A son apogée dans les années 1990, le braconnage a été au début des années 2000 dans le collimateur des autorités, qui souhaitaient rejoindre l'Union européenne, entraînant une «baisse de 80%» du nombre d'oiseaux tués, selon M. Hellicar. Mais depuis l'adhésion à l'UE en 2004, il est reparti de plus belle.

L'image qu'ont les Chypriotes du braconnage, à savoir «un grand-père attrapant quelques oiseaux», est «un pur fantasme», assure le militant, qui évoque «un massacre à grande échelle», avec 150 espèces concernées et certaines menacées d'extinction.


«Des sommes d'argent considérables» sont en jeu, souligne M. Hellicar. Le service chargé de la lutte contre le braconnage évalue l'ensemble du marché à «environ 15 millions d'euros par an».

Interrogé sous couvert d'anonymat, un braconnier affirme gagner ainsi des milliers d'euros et se justifie en disant que «tout le monde le fait».

Selon M. Hellicar, «des criminels organisés, de type mafias, dont le portefeuille d'activités inclut les jeux d'argent ou la prostitution», sont désormais aussi présents sur ce marché.

Pendant l'automne, certains secteurs sont «complètement contrôlés la nuit» par ces «braconniers professionnels», explique M. Rutigliano. «Ils ont des patrouilles», qui «vous chassent de la zone, ils sont cagoulés et armés des fusils».


 

 

 

Selon les écologistes, le phénomène est particulièrement préoccupant dans les bases britanniques, où la population locale profite des larges étendues inhabitées pour braconner.
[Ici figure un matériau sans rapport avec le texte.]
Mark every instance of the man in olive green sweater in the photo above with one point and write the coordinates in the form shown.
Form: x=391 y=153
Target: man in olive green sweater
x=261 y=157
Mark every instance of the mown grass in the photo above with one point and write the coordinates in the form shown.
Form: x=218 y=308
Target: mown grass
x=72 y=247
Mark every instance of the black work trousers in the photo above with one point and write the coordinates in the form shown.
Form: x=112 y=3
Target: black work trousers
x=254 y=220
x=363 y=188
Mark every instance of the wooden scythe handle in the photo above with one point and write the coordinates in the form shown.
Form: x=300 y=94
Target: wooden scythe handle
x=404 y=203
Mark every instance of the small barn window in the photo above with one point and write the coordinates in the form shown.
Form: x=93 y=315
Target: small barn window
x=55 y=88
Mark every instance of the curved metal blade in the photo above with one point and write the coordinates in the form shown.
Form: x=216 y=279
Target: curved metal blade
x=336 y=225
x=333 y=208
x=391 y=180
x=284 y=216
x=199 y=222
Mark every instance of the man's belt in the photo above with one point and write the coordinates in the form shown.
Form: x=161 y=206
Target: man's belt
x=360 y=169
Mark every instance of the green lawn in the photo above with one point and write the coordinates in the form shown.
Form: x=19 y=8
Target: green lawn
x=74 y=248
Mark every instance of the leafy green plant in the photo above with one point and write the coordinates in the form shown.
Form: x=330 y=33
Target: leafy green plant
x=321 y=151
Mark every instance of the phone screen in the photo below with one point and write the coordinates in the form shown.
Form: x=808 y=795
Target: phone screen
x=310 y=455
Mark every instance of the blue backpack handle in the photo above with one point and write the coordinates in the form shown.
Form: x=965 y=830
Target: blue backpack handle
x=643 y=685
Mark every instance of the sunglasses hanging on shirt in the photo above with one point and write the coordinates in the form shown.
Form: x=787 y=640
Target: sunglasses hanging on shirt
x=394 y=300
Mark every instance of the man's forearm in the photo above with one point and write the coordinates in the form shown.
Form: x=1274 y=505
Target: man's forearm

A tel point que le Prince Charles lui-même s'est fendu d'une lettre au président chypriote Nicos Anastasiades et au commandant des forces britanniques sur l'île, dans laquelle il dénonce «une tuerie à échelle industrielle».

M. Anastasiades a répondu avoir demandé au chef de la police de lancer «une campagne ciblée et cordonnée» avec les forces britanniques.

Si les ONG déplorent le manque de moyens en hommes déployés par les autorités, celles-ci affirment être mobilisées.


«Nous présentons devant la justice plus de 200 affaires chaque année», affirme le chef du service chargé de la lutte contre le braconnage, Pantelis Hajiyerou.

«Il y a eu une baisse significative du braconnage dans la République», assure-t-il, évoquant en revanche «une hausse dans les bases britanniques».

Il insiste cependant sur le travail d'éducation à mener, l'ambelopoulia étant considérée comme «une tradition» par le Chypriotes.

Soulignant lui aussi les campagnes menées, le commandant divisionnaire James Guy, de la base britannique de Dhekelia, note qu'un des nœuds du problème est politique, «des personnes au pouvoir soutenant, même si elles ne font pas ouvertement, cette pratique».


Un manque de volonté qui se traduit notamment en justice. Si BirdLife Cyprus confirme que «la loi est bonne», prévoyant jusqu'à 17.000 euros d'amende et trois ans de prison, elle est appliquée de façon insuffisante, les amendes prononcées, «de l'ordre de quelques centaines d'euros», n'ayant «aucun effet dissuasif», tant sur les braconniers que sur les restaurateurs.